I'm Ron Hutchcraft and I want to have A Word With You today about "The Hand That Keeps You Safe."
At the other end of life's spectrum from little boys was where my wife's grandfather was. He was 94. He was unable to remember very much, including my wife – his granddaughter. She called him one day and she said, "Hi, Granddad." She, of course, told him her name, and she said, "I love you." He wasn't very happy about it. He said, "I don't know who this is." Some strange woman was calling and saying she loved him! What is this? Well, she reminded her Granddad of his only son and that she was his daughter. "I don't know you." Finally she just said, "Well, Granddad, remember this. Jesus loves you." To which he replied, "Now Him I know!" Isn't that interesting? After 94 years, not much that he could remember, but there was one person whose love and whose presence he was still aware of – Jesus.
Listen, that's not a religion. That's a relationship so real that it's there for you through every conceivable stage of life. For my wife, it was real when she used to walk that dark stretch of road from her house to the school bus as a little girl. They lived way back in the woods, and that last stretch was beyond where she could see Mommy, or the neighbor, or anyone. Knowing those trees could be hiding the bears and the mountain lions that she knew were in their area, she would just start to sing, "Jesus loves me, this I know, for the Bible tells me so. Yes, Jesus loves me. Yes, Jesus loves me."
This Jesus – this Savior – is literally the hand you never outgrow. The hand that is there for you as my hand was there for my boys in those dark and uncertain places. Here's our word for today from the Word of God. It's the familiar words of the 23rd Psalm. They're a description of a personal relationship with God that I hope you have, or if you don't, that you'll begin it.
These are the words my own father wanted me to read to him the day he was going into that heart surgery from which he would never recover. Here are the words, "The Lord is my shepherd; I shall not be in want...Even though I walk through the valley of the shadow of death (Which, by the way, sounds like a 94-year-old grandfather I knew, and my father facing life-or-death surgery, and a frightened little five-year-old girl on the dark stretch.). Though I walk through the valley of the shadow of death I will fear no evil for you are with me."
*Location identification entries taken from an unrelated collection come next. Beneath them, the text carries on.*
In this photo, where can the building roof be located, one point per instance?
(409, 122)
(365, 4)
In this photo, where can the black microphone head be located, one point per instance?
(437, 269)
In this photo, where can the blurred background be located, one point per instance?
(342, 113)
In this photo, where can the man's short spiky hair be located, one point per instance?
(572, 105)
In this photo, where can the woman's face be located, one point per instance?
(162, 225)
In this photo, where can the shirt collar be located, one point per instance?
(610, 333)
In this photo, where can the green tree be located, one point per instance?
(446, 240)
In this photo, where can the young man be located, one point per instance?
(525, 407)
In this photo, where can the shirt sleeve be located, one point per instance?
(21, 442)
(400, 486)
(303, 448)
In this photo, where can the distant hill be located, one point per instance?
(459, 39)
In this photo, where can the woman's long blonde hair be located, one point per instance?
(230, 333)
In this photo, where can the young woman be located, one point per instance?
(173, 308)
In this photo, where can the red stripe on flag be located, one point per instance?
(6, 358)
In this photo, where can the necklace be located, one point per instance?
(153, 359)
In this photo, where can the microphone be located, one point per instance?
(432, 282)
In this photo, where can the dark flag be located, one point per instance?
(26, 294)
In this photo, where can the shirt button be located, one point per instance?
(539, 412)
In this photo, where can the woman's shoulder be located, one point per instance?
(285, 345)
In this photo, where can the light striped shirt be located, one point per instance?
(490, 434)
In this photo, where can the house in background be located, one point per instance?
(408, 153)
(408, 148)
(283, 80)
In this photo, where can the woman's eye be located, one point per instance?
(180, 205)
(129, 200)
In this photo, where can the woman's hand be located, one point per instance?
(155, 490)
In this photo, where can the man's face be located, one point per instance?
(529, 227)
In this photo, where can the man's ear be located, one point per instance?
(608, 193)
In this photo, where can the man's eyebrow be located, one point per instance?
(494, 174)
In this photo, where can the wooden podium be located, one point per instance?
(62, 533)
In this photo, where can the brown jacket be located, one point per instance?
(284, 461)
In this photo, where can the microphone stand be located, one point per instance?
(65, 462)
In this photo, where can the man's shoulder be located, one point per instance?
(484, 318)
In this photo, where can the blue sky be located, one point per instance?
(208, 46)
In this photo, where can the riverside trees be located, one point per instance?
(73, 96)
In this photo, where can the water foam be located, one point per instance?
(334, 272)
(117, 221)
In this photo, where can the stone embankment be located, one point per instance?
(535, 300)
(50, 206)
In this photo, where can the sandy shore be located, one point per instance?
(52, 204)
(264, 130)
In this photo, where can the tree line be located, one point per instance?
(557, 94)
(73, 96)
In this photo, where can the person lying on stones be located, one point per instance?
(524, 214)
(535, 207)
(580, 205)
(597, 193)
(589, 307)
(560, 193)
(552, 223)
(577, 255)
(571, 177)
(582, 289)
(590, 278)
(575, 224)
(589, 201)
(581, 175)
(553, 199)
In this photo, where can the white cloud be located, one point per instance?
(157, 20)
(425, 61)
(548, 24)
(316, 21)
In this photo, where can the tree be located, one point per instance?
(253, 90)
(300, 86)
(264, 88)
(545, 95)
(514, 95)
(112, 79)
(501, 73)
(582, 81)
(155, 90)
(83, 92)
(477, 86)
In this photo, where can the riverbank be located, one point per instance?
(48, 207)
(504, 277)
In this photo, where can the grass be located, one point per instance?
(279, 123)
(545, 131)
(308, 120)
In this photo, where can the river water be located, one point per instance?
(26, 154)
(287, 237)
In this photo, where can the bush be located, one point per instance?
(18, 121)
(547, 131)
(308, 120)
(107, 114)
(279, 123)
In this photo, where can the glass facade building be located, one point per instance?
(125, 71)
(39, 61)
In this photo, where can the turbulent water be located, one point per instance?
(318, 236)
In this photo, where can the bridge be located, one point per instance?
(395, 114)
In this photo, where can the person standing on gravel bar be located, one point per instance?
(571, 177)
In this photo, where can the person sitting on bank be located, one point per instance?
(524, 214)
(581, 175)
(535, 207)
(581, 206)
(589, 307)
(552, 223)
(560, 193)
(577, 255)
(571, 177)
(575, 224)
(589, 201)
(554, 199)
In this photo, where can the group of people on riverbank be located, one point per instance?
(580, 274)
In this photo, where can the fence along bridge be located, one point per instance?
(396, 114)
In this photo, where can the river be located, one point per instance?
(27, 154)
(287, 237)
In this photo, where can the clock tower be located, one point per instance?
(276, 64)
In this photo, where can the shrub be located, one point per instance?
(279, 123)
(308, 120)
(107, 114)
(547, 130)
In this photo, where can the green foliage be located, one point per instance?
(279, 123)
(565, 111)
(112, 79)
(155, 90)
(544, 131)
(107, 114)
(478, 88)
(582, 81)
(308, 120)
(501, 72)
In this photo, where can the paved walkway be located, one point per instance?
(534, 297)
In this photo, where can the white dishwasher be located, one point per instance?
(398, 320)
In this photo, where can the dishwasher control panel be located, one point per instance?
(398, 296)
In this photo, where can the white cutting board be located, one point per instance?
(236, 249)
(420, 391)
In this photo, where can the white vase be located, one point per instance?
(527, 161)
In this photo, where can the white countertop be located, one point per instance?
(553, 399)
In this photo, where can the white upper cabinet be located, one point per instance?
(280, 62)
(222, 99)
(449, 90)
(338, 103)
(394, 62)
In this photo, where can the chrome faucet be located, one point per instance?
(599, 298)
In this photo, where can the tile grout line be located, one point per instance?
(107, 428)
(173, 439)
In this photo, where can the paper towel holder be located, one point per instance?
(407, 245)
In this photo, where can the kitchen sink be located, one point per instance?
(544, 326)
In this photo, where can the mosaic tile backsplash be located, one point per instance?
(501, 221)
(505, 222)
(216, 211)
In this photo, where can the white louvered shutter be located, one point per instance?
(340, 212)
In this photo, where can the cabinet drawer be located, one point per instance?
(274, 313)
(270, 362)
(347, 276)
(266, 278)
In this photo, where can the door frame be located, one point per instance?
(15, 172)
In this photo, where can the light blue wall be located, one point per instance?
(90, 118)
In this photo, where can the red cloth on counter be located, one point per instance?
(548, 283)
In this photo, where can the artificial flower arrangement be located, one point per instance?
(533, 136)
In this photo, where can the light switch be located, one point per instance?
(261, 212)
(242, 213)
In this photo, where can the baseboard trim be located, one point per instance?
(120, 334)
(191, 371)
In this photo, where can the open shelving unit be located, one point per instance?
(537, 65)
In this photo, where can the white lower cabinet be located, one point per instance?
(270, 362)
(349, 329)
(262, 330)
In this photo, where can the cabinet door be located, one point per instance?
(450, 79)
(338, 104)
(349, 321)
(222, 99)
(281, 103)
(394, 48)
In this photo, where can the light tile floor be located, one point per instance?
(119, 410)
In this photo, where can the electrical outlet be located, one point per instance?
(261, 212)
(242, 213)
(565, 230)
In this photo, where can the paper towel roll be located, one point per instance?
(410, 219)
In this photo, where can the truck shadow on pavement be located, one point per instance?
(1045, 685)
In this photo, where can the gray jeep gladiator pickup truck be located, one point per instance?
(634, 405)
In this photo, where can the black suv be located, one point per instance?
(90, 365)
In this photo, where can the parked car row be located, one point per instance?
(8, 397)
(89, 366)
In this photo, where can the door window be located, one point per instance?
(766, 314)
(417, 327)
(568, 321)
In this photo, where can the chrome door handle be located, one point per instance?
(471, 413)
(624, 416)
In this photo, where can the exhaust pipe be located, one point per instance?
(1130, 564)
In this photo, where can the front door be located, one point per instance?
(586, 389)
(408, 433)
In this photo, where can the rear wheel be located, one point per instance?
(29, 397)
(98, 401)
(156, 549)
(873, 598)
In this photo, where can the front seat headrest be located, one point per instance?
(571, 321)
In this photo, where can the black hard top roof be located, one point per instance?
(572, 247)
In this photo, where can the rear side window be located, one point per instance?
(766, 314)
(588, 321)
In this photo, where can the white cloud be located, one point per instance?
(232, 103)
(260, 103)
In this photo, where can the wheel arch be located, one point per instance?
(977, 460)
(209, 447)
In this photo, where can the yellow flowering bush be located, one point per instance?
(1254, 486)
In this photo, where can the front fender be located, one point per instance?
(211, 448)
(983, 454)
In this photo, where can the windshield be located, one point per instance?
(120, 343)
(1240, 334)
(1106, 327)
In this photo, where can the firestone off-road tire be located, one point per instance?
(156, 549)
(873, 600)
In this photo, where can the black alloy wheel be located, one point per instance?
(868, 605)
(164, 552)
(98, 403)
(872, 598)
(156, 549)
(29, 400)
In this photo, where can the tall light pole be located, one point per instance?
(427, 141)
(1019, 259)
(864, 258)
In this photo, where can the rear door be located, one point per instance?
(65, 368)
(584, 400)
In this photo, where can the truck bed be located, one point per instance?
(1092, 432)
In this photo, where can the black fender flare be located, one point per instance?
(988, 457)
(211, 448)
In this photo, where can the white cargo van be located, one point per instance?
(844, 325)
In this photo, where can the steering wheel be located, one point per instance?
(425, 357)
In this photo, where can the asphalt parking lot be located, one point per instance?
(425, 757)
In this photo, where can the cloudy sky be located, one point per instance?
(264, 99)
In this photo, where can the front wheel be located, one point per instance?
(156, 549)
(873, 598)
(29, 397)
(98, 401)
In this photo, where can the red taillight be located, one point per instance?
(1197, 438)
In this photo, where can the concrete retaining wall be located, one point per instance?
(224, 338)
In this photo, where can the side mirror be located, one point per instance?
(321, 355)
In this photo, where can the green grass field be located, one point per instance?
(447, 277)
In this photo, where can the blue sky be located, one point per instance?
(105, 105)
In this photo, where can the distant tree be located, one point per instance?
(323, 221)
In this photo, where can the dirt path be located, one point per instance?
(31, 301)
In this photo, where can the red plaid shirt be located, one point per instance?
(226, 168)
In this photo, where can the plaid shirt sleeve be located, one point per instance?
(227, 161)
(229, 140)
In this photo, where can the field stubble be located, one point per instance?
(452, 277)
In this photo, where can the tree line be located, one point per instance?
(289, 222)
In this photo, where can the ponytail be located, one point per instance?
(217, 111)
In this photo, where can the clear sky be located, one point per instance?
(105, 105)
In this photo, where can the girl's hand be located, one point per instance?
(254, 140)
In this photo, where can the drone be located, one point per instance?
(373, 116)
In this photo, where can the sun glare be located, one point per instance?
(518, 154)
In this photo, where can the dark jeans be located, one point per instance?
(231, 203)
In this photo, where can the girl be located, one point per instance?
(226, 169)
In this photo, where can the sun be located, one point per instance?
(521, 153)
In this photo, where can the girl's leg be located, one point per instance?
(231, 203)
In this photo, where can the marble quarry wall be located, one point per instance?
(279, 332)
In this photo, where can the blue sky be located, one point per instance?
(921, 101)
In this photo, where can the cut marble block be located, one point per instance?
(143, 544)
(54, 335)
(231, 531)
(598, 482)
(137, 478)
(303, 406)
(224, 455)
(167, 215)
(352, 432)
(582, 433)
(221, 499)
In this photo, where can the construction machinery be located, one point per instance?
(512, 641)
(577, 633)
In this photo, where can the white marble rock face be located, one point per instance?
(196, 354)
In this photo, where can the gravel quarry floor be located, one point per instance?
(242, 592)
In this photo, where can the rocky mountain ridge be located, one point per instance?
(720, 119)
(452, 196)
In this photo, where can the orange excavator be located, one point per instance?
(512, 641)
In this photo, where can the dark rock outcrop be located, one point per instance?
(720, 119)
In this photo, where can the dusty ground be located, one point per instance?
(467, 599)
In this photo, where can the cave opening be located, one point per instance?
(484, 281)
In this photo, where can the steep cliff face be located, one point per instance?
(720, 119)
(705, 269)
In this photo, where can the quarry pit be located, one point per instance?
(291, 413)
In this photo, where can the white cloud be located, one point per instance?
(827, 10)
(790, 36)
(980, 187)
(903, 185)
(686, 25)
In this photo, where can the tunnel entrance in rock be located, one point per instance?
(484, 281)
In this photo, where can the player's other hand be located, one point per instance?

This deep, personal, unloseable relationship with Jesus Christ is what I pray you will begin. It's the relationship your heart has always hungry for. This is the Savior who'll be with you through the turbulence of being a teenager, the pressures of parenting, the lonely moments of being single, the darkness of depression, the struggle of disease, or divorce, or disaster, or facing death.
The hand of Jesus I think maybe is reaching to you right now. If you'll look closely you'll see nail prints in that hand. They're there because of the price He paid to tear down the wall between you and God. His brutal death on the cross was to pay the death penalty for your sins and mine. Now He waits to forgive you; to be the one constant in your life and in your eternity no matter what changes.
Don't you want to grab that hand of Jesus to be your own personal Savior, your lifetime friend? Tell Him today, "Jesus, I give my life to the One who gave His life for me. I've been running it. You run it from now on. Jesus, I'm Yours."
Experience that love for yourself today. Let me invite you to go to our website. It's there to help you be sure you have begun your relationship with Jesus and to show you how. It's ANewStory.com. I hope you'll go there right away today.
You know, for an elderly grandfather, for a very sick father, for a frightened little girl, for you, the same never-leave-you person is Jesus. His hand is reaching. Won't you grab it? I'll tell you, He'll never, never let go.